‘AnyVan’ Says a Hacker Stole Sensitive Customer Data in September 2020

By Bill Toulas / January 19, 2021

‘AnyVan’ is sending notices of a data breach to its customers, informing them about a data breach that occurred almost five months ago. The firm says they discovered the incident on December 31, 2020, and the reason for the delayed notice distribution is the internal investigation launched to evaluate the repercussions.

The delivery, transport, and removal services company has reset all user passwords even though hackers only got to access them in an encrypted/hashed form. This, however, comes only after the attackers had ample time to exploit the users’ data.

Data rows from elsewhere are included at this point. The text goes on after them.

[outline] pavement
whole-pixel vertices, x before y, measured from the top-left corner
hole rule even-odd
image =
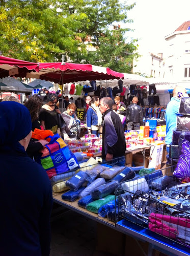
[[[141,241],[137,244],[130,237],[56,203],[51,215],[51,229],[50,256],[145,256],[148,254],[147,243],[141,242],[139,247]],[[167,255],[155,251],[151,256]]]
[[[96,222],[63,207],[53,208],[50,256],[95,255]]]

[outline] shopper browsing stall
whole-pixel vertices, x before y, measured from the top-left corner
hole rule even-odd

That would include full names, email addresses, and hashed passwords. In fact, we saw reports about an unknown security incident against previously. On December 31, we saw a pack containing 4.1 million user records from the platform being posted for sale on the dark web. This was when the company learned about the data leak, or when they were forced to admit the security incident.

Source: KELA

Also, as a company based in London, UK, AnyVan should have informed the ICO (Information Commissioner’s Office) about the security incident, as required by law. The Register reached out to the ICO, and they confirmed that AnyVan hadn’t informed them about anything. They clarified that depending on the likelihood of risking their customer rights and freedoms, companies may choose not to report a breach to them.

Indeed, AnyVan still maintains that hackers “may have accessed” customer data, even though the data has been for sale on the dark web for three weeks now. Additionally, one can argue that full names and email addresses do not constitute a severe compromise for people’s privacy, so AnyVan may legitimately opt-out of informing the ICO.

If you’re an AnyVan customer, do not rely only on the platform’s password reset. Proceed to change your password anywhere else you may be using the same credentials, and be careful with all incoming communication, especially via email. Phishing actors and scammers may use this very security incident to trick you into jumping to cloned login sites.

Finally, AnyVan hasn’t provided any details about what the hackers exploited to gain access to its systems, and neither have they clarified what measures they’ve taken now to prevent such a thing from happening again in the future. Keep that in mind if you want to continue using their services.